I stood up and gazed down at him. “It could be worse. We both know that. It could have been either of us in a cave. Any life I have, I owe it to you. I wish Dad had known that.”
“When’s the funeral?” he asked.
“Friday.”
He nodded, his face suddenly working into a grimace as he wrestled with the weight of what I had just told him. He didn’t say anything, so I started to lower the phone back onto the cradle. A light tap on the glass made me pick it up again.
“Do you still have my old stuff?” he asked.

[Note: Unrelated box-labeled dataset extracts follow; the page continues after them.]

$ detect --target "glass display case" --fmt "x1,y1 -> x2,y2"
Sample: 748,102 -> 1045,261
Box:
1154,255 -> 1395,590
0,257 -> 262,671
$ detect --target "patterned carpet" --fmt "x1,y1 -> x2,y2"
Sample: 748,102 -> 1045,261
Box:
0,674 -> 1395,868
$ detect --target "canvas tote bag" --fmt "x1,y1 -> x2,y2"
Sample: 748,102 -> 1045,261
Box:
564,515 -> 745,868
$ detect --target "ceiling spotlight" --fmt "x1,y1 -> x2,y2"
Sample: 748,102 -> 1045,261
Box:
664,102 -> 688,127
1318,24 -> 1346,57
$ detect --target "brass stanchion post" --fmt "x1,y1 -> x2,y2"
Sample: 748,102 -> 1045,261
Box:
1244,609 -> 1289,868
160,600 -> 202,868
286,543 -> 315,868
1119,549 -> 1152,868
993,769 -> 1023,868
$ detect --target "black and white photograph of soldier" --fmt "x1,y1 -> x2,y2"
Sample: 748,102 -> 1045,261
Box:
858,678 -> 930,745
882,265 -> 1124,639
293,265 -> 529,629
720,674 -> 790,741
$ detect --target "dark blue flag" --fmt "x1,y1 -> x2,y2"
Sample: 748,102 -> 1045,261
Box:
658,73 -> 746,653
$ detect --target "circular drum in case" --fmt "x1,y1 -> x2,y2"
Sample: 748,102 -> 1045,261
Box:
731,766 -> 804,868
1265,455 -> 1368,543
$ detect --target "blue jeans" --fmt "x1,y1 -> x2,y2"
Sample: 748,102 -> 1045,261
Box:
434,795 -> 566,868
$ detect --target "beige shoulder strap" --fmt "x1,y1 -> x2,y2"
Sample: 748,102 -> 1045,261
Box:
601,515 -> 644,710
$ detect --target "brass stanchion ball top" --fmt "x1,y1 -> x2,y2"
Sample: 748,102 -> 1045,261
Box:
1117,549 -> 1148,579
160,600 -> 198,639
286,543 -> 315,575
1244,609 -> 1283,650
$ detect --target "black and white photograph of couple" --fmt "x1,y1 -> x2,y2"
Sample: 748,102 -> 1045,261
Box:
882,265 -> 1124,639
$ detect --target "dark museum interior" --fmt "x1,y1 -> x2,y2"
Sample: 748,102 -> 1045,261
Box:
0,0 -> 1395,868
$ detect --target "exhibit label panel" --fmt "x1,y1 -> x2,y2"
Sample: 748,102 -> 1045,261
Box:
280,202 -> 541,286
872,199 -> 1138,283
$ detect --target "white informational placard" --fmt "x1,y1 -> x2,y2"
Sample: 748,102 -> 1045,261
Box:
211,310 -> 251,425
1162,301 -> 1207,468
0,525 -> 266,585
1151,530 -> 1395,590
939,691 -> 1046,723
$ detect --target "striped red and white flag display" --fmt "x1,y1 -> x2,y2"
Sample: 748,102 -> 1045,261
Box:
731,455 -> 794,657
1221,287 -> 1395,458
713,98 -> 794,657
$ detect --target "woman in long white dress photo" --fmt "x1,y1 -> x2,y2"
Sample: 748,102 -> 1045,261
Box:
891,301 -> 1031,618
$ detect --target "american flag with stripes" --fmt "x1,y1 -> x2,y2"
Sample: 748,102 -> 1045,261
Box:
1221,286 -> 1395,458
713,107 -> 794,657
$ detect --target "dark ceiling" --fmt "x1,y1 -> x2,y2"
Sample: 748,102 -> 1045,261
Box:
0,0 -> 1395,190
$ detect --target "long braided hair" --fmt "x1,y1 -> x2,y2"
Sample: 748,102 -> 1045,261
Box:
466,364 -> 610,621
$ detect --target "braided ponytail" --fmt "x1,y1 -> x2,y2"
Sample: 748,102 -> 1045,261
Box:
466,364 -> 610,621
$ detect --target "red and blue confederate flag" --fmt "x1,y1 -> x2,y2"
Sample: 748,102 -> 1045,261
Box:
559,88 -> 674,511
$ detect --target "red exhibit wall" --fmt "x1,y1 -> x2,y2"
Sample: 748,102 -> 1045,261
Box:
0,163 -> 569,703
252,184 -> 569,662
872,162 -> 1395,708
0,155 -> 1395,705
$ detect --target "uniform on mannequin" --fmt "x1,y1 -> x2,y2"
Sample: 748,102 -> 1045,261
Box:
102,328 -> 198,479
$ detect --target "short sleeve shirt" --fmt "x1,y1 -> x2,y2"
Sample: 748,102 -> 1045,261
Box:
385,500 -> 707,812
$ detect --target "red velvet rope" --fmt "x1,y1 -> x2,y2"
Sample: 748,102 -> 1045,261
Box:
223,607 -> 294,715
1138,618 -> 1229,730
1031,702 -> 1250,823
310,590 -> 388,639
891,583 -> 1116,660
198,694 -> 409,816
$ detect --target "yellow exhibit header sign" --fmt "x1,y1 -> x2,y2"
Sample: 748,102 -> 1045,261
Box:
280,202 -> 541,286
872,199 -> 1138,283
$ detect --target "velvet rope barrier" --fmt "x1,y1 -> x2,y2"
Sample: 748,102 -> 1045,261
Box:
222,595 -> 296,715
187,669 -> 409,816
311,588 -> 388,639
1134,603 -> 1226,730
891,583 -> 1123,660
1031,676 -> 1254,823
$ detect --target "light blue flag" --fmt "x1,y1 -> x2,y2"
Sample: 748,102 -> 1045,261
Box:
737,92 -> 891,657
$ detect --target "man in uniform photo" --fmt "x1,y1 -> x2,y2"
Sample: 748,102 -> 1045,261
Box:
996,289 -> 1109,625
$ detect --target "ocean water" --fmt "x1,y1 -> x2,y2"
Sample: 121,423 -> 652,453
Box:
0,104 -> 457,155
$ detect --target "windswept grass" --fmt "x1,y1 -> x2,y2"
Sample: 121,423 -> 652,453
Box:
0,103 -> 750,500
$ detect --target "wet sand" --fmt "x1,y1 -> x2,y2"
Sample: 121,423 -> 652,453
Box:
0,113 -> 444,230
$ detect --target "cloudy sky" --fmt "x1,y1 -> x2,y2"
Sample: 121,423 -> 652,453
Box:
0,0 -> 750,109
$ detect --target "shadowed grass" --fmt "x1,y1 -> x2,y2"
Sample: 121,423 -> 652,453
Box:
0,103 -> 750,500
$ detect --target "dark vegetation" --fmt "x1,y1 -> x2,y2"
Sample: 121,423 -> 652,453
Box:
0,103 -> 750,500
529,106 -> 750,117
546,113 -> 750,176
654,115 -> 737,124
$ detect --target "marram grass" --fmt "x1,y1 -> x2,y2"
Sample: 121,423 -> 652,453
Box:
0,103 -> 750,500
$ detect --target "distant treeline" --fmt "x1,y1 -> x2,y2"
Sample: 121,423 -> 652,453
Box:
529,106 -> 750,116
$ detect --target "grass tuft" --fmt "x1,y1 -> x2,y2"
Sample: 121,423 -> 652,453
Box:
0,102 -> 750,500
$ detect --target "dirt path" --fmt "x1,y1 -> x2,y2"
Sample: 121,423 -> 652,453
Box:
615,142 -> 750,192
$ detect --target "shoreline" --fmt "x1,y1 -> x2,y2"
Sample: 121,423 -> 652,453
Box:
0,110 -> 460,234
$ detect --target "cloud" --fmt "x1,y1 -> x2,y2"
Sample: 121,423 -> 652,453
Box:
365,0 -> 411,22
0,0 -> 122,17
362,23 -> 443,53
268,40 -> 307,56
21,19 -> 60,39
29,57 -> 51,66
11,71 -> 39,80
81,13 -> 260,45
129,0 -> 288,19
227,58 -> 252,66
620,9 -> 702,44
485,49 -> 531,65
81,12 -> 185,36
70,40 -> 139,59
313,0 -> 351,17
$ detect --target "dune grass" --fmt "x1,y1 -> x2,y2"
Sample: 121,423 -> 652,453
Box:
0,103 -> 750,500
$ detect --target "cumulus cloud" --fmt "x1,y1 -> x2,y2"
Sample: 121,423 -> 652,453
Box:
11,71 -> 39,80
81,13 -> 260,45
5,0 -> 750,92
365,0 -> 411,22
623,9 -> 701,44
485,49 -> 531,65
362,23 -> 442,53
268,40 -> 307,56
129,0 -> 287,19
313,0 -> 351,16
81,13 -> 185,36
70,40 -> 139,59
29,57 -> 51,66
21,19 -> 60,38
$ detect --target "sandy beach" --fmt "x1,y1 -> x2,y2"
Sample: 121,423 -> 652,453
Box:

“I got a couple of boxes.”
He nodded. “One of them’s got a tin lunchbox. It’s the Ghostbusters one Dad got me when I was, I dunno, five or six.”
“I remember that one,” I said with a grin.
“Inside it, I got a couple old things. Baseball cards and shit like that. Somewhere in there, wrapped up in a bandanna, is that Superman. You remember the one?” he asked.
“I think so,” I said, the words catching in my throat.
“Find it. Take it with you tomorrow, and if you get the chance, slip it into Dad’s pocket.”
He wiped a tear from the side of his nose before setting the receiver down. He walked away without another word.
I was up early on Tuesday morning, earlier than I could ever remember getting up on a weekday. Thankfully, Dad was caught in his own morning rush, too busy to notice much of anything we did. There had been times in the past when I looked at the live-and-let-live policy in our house as a negative thing, another symptom of our odd family, but on that morning, I saw it as a blessing. Regardless of all the forces moving against us, I had a more pragmatic problem to deal with. The Toy Thief was gone now, and all that remained was a body left to rot in our bathroom.
Dad never used the middle bathroom, but he did stop and check on me and Andy on his way out. Some days, he had to drag us out of bed himself, but we were pretty self-sufficient once our eyes were open. I knew that this problem wouldn’t wait, and that school had to be on the back burner today. With that in mind, I prepared myself mentally and stumbled into the kitchen. I heard the fridge open.
“There she is,” Dad said in his usual tone. Out of the three of us, he was the only morning person.